What are the applications of the Conserved Momentum Theorem?

[MasterNe0]

Hi,
I need help with these 3 conserved momentum theorem using the formula:
(Pa2) + (Pb2) = (Pa1) + (Pb1)

1) A 2575 kg van runs into the back of a 825 kg compact car at rest. They move off together at 8.5 m/s. Assuming the friction with the road can be negligible,find the initial speed of the van.

2) A 0.115 kg hockey puck moving at 35.0 m/s strikes a 0.265 kg octopus thrown onto the ice by a hockey fan. The puck and octopus slide off together. Find their velocity.

3) A 50 kg woman riding on a 10 kg cart is moving east at 5.0. The woman jumps off the front of the cart and hits the ground at 7.0 eastward. Relative to the ground. Find the velocity of the cart after the woman jumps off.
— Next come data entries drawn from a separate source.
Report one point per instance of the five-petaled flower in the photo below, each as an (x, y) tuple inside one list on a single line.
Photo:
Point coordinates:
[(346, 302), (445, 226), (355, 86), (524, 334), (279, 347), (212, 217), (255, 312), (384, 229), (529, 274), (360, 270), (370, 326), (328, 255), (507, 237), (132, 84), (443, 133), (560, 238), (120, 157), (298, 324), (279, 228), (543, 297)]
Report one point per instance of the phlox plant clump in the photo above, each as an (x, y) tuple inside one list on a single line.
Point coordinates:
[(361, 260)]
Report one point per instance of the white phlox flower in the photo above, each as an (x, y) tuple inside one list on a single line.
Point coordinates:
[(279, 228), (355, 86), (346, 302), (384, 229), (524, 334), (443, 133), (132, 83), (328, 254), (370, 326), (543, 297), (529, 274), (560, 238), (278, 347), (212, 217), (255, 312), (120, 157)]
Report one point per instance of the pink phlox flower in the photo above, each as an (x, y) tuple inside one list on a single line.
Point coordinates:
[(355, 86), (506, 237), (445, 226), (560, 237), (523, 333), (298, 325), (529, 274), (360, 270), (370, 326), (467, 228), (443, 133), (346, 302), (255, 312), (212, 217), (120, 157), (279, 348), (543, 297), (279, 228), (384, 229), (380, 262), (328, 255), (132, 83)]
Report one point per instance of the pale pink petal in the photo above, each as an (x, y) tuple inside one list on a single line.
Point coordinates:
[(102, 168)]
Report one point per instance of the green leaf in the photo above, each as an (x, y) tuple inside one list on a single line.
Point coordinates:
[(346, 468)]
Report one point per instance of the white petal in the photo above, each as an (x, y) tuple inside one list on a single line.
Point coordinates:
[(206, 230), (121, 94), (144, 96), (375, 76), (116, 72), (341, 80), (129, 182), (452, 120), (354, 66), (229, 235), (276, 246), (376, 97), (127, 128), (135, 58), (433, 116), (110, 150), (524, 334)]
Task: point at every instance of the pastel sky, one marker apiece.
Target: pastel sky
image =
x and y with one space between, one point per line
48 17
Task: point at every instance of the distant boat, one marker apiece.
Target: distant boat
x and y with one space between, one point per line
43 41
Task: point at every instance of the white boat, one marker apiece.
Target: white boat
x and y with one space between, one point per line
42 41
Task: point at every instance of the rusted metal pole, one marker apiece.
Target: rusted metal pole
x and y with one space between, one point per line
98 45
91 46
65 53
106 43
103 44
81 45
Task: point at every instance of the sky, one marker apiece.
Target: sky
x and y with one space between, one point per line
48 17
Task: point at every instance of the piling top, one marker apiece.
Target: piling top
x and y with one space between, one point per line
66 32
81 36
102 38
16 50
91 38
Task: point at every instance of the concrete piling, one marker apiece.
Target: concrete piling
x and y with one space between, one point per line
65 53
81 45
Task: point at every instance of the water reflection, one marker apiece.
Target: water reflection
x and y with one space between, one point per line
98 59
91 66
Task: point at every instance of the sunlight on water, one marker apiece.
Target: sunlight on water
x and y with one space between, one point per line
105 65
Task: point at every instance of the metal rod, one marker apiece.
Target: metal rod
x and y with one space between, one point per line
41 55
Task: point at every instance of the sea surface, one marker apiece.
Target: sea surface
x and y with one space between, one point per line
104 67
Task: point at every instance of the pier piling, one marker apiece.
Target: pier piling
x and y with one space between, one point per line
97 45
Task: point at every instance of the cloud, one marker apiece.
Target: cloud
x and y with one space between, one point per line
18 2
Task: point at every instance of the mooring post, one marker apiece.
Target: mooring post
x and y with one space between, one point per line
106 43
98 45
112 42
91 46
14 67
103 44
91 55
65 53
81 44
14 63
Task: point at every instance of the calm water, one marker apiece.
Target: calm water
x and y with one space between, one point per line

Any help in solving theses 3 will be appreciated.

 

[Pyrrhus]

Just use

$$\Delta \vec{p} = 0$$

Momentum is conserved for example on the first problem

$$\vec{p}_{van} + \vec{p}_{car} = \vec{p}_{van+car}$$

 

[Banana]

These are inelastic collisions, meaning after the 2 things hit, they stick together. So you can treat the 'after' part of the equation as one thing. That's what Cyclovenom is saying. The next step is to replace momentum with mass and velocity: m1 * v1 = (m1 + m2)v'.
Note: v' stands for velocity of the blob after the wreck. For the first problem, you're looking for v1 because you let the thing that is initially moving be Object 1.
Step 2 is to rearrange the equation to get the thing you're looking for isolated. When you fill the rest in, it is best to take SI units into the equation to be sure everything comes out as expected.

 

[Raza]

Question:
A 2575 kg van runs into the back of a 825 kg compact car at rest. They move off together at 8.5 m/s. Assuming the friction with the road can be negligible,find the initial speed of the van.
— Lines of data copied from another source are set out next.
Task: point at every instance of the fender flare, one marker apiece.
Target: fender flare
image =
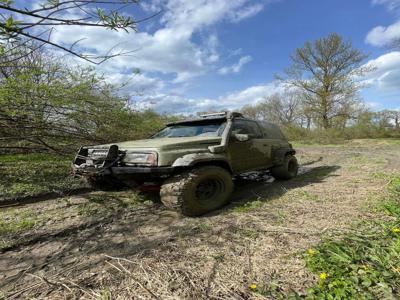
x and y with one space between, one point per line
280 154
189 160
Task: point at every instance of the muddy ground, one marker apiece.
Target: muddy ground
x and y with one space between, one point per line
119 245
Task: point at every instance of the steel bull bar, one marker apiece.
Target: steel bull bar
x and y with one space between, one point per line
84 164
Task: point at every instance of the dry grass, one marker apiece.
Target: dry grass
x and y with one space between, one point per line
145 252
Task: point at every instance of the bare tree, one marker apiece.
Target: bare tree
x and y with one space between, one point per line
325 71
281 108
38 21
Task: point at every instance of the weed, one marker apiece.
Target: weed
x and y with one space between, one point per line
18 223
247 233
364 264
32 174
203 227
248 206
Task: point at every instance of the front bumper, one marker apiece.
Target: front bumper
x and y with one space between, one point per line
112 165
122 170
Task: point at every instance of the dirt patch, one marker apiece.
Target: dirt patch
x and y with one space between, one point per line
116 250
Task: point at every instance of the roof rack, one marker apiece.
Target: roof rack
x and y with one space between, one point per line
228 114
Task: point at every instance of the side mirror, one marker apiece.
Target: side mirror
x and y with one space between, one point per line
241 137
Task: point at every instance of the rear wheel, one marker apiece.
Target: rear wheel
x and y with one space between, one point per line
198 191
287 170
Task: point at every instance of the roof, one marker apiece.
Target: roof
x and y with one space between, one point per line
208 118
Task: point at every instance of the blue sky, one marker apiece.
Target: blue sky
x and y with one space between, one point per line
212 54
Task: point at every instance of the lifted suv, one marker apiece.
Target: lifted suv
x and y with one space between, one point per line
192 160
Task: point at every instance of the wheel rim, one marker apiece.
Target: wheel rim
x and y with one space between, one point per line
208 189
292 167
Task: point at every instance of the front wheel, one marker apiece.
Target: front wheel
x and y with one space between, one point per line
287 170
197 191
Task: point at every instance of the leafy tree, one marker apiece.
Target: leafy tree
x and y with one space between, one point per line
37 22
45 105
326 72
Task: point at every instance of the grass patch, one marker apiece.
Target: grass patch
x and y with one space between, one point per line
248 206
104 203
364 264
33 174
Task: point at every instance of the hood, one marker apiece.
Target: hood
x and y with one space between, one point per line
167 143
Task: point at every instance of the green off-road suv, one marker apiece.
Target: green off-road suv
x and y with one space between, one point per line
192 162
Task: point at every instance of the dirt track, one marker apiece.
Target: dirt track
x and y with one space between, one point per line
115 249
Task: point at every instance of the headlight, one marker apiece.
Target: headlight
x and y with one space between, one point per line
141 158
97 153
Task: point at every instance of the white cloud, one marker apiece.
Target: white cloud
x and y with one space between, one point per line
383 36
386 76
178 104
390 4
172 48
247 12
235 68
Solution:(Note that this MIGHT be the right solution. I made it up)
2575kg+825kg=3400kg
So the mass of 3400kg moves at 8.5m/s and you are trying to find the velocity when it is at 2575kg
$$\frac{8.5m/s}{3400kg} = \frac{x}{2575kg}$$
In this case, you divide 8.5m/s by 2575kg and then multiply that with 3400kg. When you do that, you get 11.2m/s as your velocity.

Again, I might be wrong.
*Edit: I was right

 

[MasterNe0]

i was thinking along the line of that answer when i was trying to do it. I am not sure thought so not sure if it correct.
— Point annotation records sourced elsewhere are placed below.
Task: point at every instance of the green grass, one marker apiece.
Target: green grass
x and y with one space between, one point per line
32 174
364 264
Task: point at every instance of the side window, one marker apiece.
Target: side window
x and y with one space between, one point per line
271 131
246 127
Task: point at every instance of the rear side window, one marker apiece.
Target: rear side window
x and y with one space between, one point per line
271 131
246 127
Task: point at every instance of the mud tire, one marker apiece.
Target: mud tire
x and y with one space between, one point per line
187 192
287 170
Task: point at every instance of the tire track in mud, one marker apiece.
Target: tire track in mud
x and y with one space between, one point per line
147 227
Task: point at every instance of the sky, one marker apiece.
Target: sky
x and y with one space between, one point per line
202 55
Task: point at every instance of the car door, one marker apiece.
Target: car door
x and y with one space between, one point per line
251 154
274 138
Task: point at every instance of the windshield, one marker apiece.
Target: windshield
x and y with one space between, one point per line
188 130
Any help with the other 2 problems?

 

[futb0l]

2) A 0.115 kg hockey puck moving at 35.0 m/s strikes a 0.265 kg octopus thrown onto the ice by a hockey fan. The puck and octopus slide off together. Find their velocity.

Just using the formula and simple substitution...

$$m_1v_1 + m_2v_2 = (m_1+m_2)v'$$

$$0.115(35) = (0.25+0.115)v'$$

3) A 50 kg woman riding on a 10 kg cart is moving east at 5.0. The woman jumps off the front of the cart and hits the ground at 7.0 eastward. Relative to the ground. Find the velocity of the cart after the woman jumps off.

same stuff here... just calculate the momentum of before and after... and they should be equal to each other.

$$(m_{woman}+m_{cart})v = (m_{woman}*7) + m_{cart}v'$$

 

[Raza]

Question:
A 0.115 kg hockey puck moving at 35.0 m/s strikes a 0.265 kg octopus thrown onto the ice by a hockey fan. The puck and octopus slide off together. Find their velocity.

Solution:(Note that this MIGHT be the right solution. I made it up)
0.115kg+0.265kg=0.38kg
So the mass of 0.0.115kg moves at 35.0m/s and you are trying to find the velocity when it is at 0.38kg
$$\frac{35m/s}{0.115kg} = \frac{x}{0.38kg}$$
In this case, you divide 35m/s by 0.38kg and then multiply that with 0.115kg. When you do that, you get 10.59m/s as your velocity.

I tested it to see if I was right by also using the equation in futb0l's post and got the same answer.

 

[MasterNe0]

Ok. thanks alot.